Garcia de Orta integrou as expedições portuguesas fugindo da sua terra, o Alentejo, para a Índia, devido à ação da Inquisição. Nessa obra ele elogiava a sua empregada, Antónia, dizendo que lhe fazia “a galinha com caril, o caldo de arroz ou canje (sic), e as conservas em vinagre (…)”. 

Esta acabou por ser a primeira referência escrita ao prato, sendo que ainda era feito, na altura, sem galinha, descrevendo a canja como uma “água de expressão de arroz com pimenta e cominho", segundo escreveu Garcia da Orta. Caldo de arroz – como, um século mais tarde, a chamou o jesuíta Manoel Godinho.

Ramalho Ortigão chamou-lhe arte e escreveu, a propósito da canja, que era uma “criação da arte compósita, como podemos chamar ao estilo manuelino, e, como ele, derivada da inspiração asiática trazida da Índia pelos nossos descobridores e combinada no velho mundo pelos nossos artífices com a tradição gótica do presunto do fumeiro e do paio de lombo com colorau”. 
Isto porque no século XIX, nos meios rurais, lhe acrescentavam paio e presunto para lhe conferir ainda mais consistência nutritiva. A sua preferida era do Cercal. ”O restaurante do Cercal é talvez o único em todo o país que ainda conserva inviolável o segredo glorioso da nossa antiga canja de galinha”, escreveu. E o caldo fez por cá tanto sucesso que existem muitas variantes regionais e a própria consistência do arroz vai variando, havendo até quem substitua o arroz por massinha, letrinhas ou mesmo pevide. No Algarve, por exemplo, substituem a galinha por moluscos e na Estremadura por bacalhau e são ambas de comer e chorar por mais. Apesar de conhecido já o caldo de arroz no século XVIII, a canja ainda não aparece antes do século XIX. Mas surgem composições muito similares.

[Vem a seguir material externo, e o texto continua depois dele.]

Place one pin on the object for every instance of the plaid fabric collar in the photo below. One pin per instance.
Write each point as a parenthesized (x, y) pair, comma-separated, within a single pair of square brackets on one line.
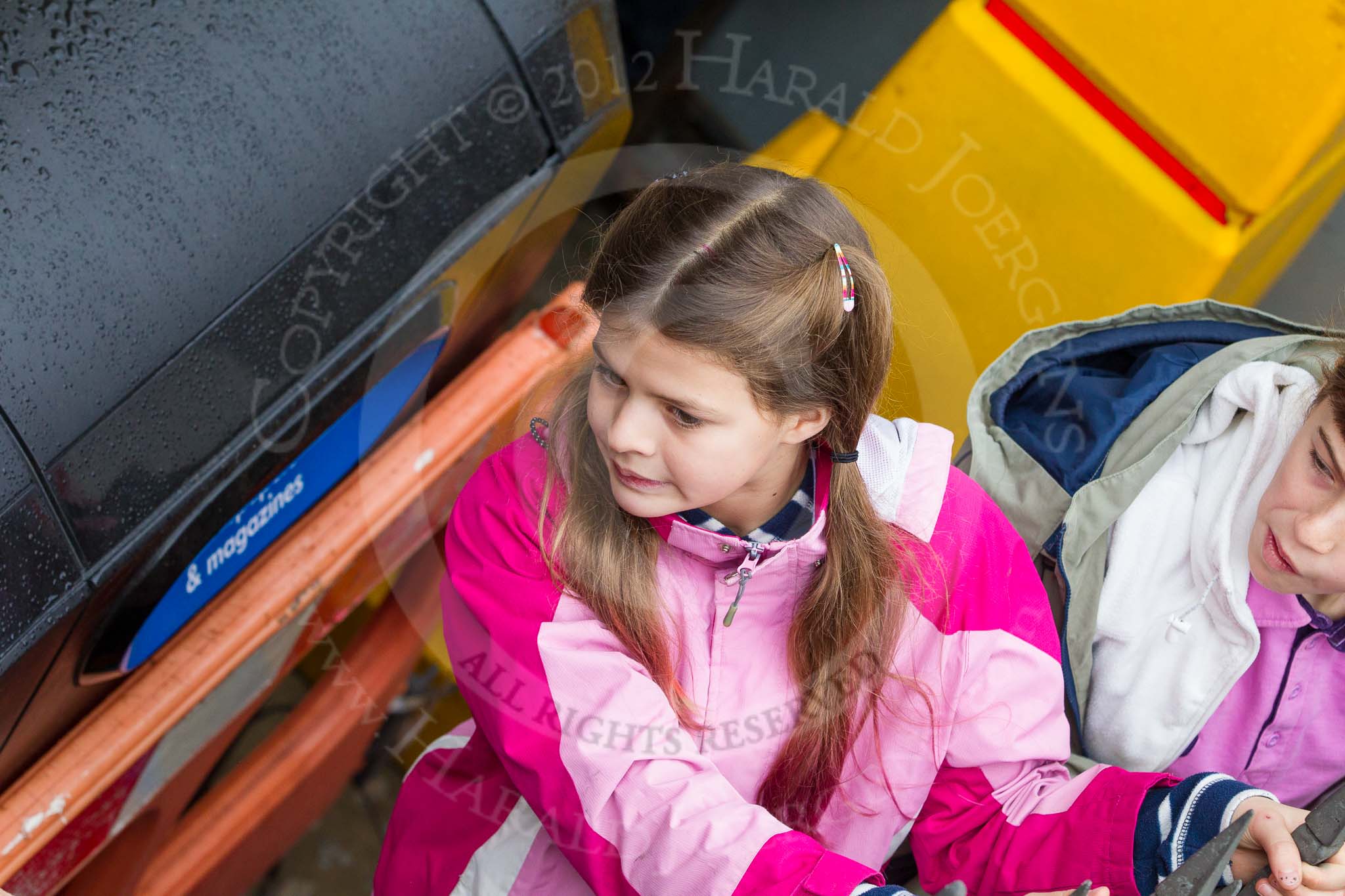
[(1334, 629), (791, 522)]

Com Domingos Rodrigues, a galinha surge em potagem (ensopada). O cozinheiro de Dona Maria I, o francês Lucas Rigaud, autor do livro “O cozinheiro moderno ou a nova arte de cozinhar”, publicado em 1755, fazia sopa branca de arroz e na sua obra surge a receita de “Galinhas com arroz à portuguesa”, sendo servida com o caldo...já um “cheirinho” da nossa canja.
Os monarcas portugueses acabaram por ser, também, fãs da canja no século XIX e é a família real que a leva para o Brasil. D. Pedro II era grande apreciador, mesmo que por vezes surgisse nos menus como “potage de volaille” nos tempos em que os francesismos estragavam tudo. 

Torna-se assim num prato que agrada a todos os palatos, um prato democrático que seduz pobres e ricos, sendo que os primeiros lhe chamavam. Nos meios populares, chamavam-lhe até “arremelgada”. Aproveite o Outono para saborear uma canja, depreferência com um bocadinho de hortelã. Até porque, “cautela e caldos de galinha, nunca fizeram mal a ninguém”.

 

Cozinha da Amélia
Rua do Campo Alegre, 747
4150-171 Porto
T. 22 600 2077

Receita de Canja de Galinha
1 galinha com cerca de 1,200 kg., seus miúdos e ovinhos
2 lt. de água
100 gr. de arroz ou massa estrelinha 
Sal q,b.

Preparação

1.Coza a galinha numa panela grande.
2.Tempere com sal e coza lentamente, em lume brando, retirando a espuma com uma escumadeira até ter reduzido uma quarta parte do líquido durante cerca de 1h.
3.Quando o caldo estiver bem apurado e a galinha cozida, junte a moela, o fígado e o coração da ave.
4.Decorridos 10 minutos, introduza o arroz/massa e tape a panela deixando o arroz cozer cerca de 20 minutos.
5.Retire a galinha do caldo, desosse e desfie, tirando todas as peles.
6.Sirva com os miúdos cortados em bocadinhos, bem como os ovos da galinha.